Il est donc plus que jamais essentiel que les collectivités publiques, et en premier lieu l'Etat, garantissent les droits fondamentaux comme la liberté d’expression, accompagnent les acteurs qui participent de la diversité culturelle, et permettent aux artistes - quels qu'ils soient - de travailler, pratiquer, créer et présenter leur œuvre en public. Et que les désaccords et les contestations fassent l'objet de débats, et non d'interdictions !

C'est ce que nous attendons de la loi et de l’action publique !

Qu’elles garantissent la liberté d’expression et qu’elles promeuvent le débat, et pour ce faire, la participation citoyenne !

Pourtant, nous sommes consternés de constater que le Ministère de la Culture et de la Communication s'engage dans une toute autre direction dans la rédaction de son projet de loi sur la liberté de création, l’architecture et le patrimoine (LCAP).

Une autre direction que celle prise par la Cour Européenne des droits de l’homme[1],

Une autre direction que celle prise par l'ONU par la voix de la rapporteuse spéciale dans le domaine des droits culturels[2],

Une autre direction que celle de la Déclaration universelle de l'UNESCO sur la diversité culturelle[3],

Une autre direction enfin, que celle prise par les parlementaires par l’adoption définitive dans la loi Nouvelle Organisation territoriale de la République (NOTRe), de l’article 28A qui reconnaît les droits culturels;

Comment le Ministère de la Culture et de la Communication peut-il rédiger un projet de loi en oubliant que l'art est fait par des personnes, s'adresse à des personnes, et que leurs droits sont menacés et s'amenuisent ?

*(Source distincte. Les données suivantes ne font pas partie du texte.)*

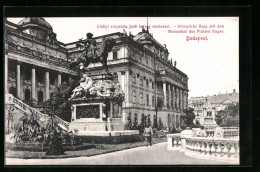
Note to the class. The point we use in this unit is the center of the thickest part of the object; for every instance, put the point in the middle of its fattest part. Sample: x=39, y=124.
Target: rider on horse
x=91, y=43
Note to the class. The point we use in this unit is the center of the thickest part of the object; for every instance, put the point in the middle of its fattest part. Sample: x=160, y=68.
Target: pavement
x=151, y=155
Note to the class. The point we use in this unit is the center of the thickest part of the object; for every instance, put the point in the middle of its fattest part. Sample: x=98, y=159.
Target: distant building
x=36, y=62
x=206, y=108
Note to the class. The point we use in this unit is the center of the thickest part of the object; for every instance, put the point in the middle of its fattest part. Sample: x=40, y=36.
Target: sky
x=212, y=65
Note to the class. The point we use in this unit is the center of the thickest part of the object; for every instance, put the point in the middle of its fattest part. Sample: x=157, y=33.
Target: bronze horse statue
x=87, y=57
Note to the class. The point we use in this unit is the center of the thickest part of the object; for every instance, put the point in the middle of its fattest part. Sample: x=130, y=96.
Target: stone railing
x=223, y=132
x=226, y=132
x=221, y=149
x=10, y=99
x=64, y=124
x=174, y=141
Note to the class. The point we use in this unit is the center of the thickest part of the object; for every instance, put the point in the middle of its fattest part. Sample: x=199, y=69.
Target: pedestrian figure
x=148, y=132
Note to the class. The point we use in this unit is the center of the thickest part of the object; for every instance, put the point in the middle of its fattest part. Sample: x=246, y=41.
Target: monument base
x=108, y=133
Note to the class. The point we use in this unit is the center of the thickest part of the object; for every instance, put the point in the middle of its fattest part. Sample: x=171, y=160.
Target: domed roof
x=32, y=21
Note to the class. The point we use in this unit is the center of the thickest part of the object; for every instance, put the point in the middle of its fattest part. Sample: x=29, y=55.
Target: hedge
x=111, y=139
x=38, y=147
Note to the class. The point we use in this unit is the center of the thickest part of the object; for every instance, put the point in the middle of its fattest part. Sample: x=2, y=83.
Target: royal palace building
x=36, y=62
x=206, y=108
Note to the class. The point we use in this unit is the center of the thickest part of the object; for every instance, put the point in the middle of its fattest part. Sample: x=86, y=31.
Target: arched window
x=134, y=97
x=12, y=91
x=115, y=77
x=169, y=121
x=141, y=81
x=40, y=96
x=40, y=76
x=27, y=95
x=136, y=118
x=148, y=120
x=141, y=98
x=147, y=99
x=134, y=78
x=27, y=74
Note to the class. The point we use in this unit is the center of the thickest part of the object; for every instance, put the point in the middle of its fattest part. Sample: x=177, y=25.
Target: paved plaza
x=155, y=155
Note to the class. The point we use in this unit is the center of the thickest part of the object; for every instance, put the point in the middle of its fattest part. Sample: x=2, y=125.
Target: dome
x=35, y=21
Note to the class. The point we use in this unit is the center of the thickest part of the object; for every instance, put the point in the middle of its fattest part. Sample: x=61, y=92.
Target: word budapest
x=131, y=26
x=195, y=38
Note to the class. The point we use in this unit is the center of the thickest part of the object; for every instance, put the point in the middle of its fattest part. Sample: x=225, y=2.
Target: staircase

Nous ne pouvons accepter cela sans réagir !

N’abandonnons pas les politiques publiques culturelles à la marchandisation, en les confiant à quelques experts artistiques et culturels nommés par le fait du Prince, et bannissant au nom de leurs certitudes ce qui n'est pas à leur goût.

Sur la base de l’expression des droits culturels, ce texte de loi doit permettre l’expression de la liberté. Cette liberté doit être portée par une construction de politiques publiques sur les territoires, qui privilégie les méthodes et les expériences de concertations et de coopérations dans le respect de tous, en défiant les contraintes économiques.

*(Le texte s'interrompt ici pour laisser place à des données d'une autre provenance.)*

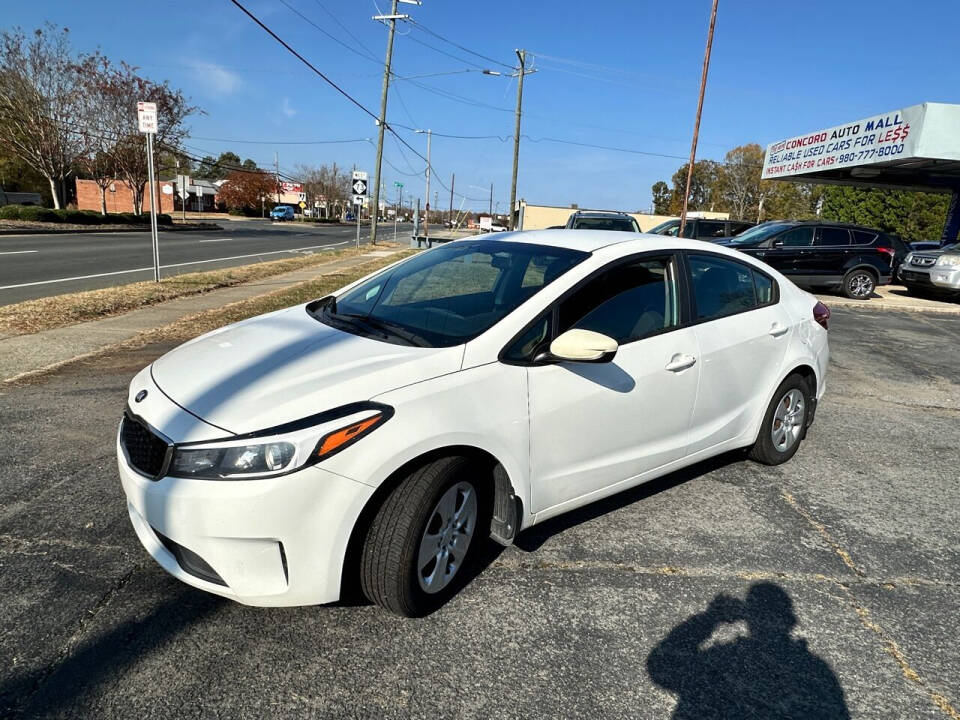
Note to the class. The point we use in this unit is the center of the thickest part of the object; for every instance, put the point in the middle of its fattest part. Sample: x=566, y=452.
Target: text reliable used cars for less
x=378, y=434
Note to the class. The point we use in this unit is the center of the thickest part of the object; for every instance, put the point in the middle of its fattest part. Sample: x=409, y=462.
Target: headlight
x=281, y=450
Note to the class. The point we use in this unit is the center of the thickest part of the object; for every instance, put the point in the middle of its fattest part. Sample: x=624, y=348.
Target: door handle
x=680, y=362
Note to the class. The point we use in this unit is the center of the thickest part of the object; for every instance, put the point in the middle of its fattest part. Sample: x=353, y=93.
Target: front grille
x=145, y=451
x=916, y=278
x=187, y=559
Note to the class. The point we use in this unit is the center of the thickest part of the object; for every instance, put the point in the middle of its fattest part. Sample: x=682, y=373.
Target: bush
x=10, y=212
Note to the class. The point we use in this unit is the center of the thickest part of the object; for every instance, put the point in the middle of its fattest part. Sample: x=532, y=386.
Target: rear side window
x=707, y=229
x=725, y=287
x=798, y=237
x=627, y=302
x=833, y=236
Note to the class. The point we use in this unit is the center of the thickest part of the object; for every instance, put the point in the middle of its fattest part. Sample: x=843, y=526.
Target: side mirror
x=581, y=346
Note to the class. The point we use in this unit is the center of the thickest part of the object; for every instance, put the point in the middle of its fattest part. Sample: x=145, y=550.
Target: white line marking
x=162, y=267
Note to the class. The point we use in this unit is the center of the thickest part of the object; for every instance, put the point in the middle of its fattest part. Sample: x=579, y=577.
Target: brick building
x=120, y=197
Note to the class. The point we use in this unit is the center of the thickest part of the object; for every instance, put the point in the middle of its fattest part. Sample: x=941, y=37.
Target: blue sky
x=621, y=74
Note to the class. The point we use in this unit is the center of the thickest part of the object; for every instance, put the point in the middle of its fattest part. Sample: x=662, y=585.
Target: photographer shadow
x=767, y=673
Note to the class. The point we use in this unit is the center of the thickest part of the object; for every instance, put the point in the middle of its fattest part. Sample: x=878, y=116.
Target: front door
x=595, y=427
x=742, y=332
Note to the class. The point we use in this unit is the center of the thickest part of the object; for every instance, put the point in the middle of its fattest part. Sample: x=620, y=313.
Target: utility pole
x=276, y=167
x=519, y=74
x=453, y=179
x=522, y=54
x=426, y=198
x=381, y=123
x=696, y=125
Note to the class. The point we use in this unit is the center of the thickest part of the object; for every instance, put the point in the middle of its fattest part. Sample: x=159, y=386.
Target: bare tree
x=40, y=103
x=121, y=89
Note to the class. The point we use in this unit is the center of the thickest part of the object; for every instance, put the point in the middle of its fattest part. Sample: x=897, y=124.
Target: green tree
x=912, y=215
x=661, y=198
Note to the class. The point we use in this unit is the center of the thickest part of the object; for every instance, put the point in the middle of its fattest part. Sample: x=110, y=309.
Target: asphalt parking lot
x=827, y=587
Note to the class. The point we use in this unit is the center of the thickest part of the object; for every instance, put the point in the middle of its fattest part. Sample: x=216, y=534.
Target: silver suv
x=932, y=271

Conforter la labellisation de lieux ou de projets dans leur diversité est important, mais cela ne peut exonérer les collectivités territoriales d'identifier, de reconnaître et d'accompagner l'ensemble des acteurs et artistes qui œuvrent sur un territoire, et qui s'inscrivent dans une perspective d'intérêt général et citoyenne.

La FEDELIMA est de ce combat en lien avec l’action publique et tous les mouvements citoyens!

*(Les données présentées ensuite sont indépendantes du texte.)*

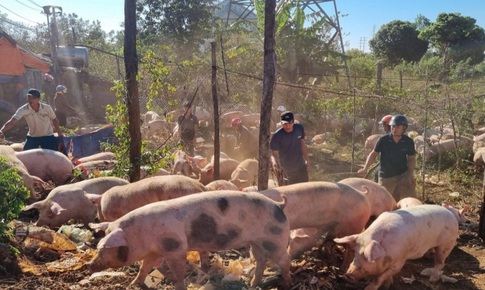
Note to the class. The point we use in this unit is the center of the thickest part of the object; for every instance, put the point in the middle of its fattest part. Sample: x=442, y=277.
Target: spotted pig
x=208, y=221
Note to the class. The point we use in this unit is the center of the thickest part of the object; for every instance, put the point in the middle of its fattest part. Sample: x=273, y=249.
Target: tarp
x=13, y=60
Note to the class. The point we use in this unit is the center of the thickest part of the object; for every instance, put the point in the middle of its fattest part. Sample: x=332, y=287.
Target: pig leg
x=259, y=256
x=204, y=261
x=147, y=264
x=282, y=259
x=386, y=277
x=176, y=264
x=441, y=252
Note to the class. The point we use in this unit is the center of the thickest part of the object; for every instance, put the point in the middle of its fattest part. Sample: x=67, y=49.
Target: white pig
x=333, y=208
x=408, y=202
x=47, y=164
x=226, y=167
x=395, y=237
x=180, y=163
x=245, y=174
x=97, y=156
x=29, y=180
x=118, y=201
x=68, y=201
x=379, y=198
x=209, y=221
x=221, y=185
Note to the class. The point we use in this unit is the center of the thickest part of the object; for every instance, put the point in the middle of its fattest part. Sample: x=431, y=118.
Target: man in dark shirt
x=188, y=127
x=398, y=160
x=289, y=149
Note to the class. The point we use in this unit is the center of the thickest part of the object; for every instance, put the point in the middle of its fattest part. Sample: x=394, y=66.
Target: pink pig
x=401, y=235
x=319, y=207
x=208, y=221
x=379, y=198
x=47, y=164
x=119, y=200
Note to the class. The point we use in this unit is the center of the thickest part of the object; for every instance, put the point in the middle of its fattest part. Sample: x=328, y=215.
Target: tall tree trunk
x=268, y=88
x=132, y=99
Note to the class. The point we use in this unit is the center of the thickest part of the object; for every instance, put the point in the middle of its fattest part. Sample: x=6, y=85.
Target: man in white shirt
x=41, y=120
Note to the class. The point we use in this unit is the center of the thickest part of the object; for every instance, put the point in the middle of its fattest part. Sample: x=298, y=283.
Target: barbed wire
x=18, y=15
x=26, y=5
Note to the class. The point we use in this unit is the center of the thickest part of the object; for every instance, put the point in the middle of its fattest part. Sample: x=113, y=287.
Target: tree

C’est pourquoi elle demande instamment au Ministère de la Culture et de la Communication d’intégrer cette dimension fondamentale pourtant entendue par le législateur national et le droit supranational, dans la loi LCAP.

Sinon, comment garantir la liberté d'expression et de création pour tous, et défendre la diversité des cultures ?

Liberté, Égalité, Fraternité !

Ne bafouons pas la devise de notre République, soyons en dignes !

Communiqué en PDF à télécharger

[1]. Référence à la jurisprudence de la Cour européenne des droits de l’homme : « ceux qui créent, interprètent, diffusent ou exposent une œuvre d’art contribuent à l’échange d’idées ou d’opinions indispensables à une société démocratique»

[2]. « La liberté d’expression, constitue l’un des fondements essentiels d’une société démocratique, l’une des conditions primordiales de son progrès et de l’épanouissement de chacun ».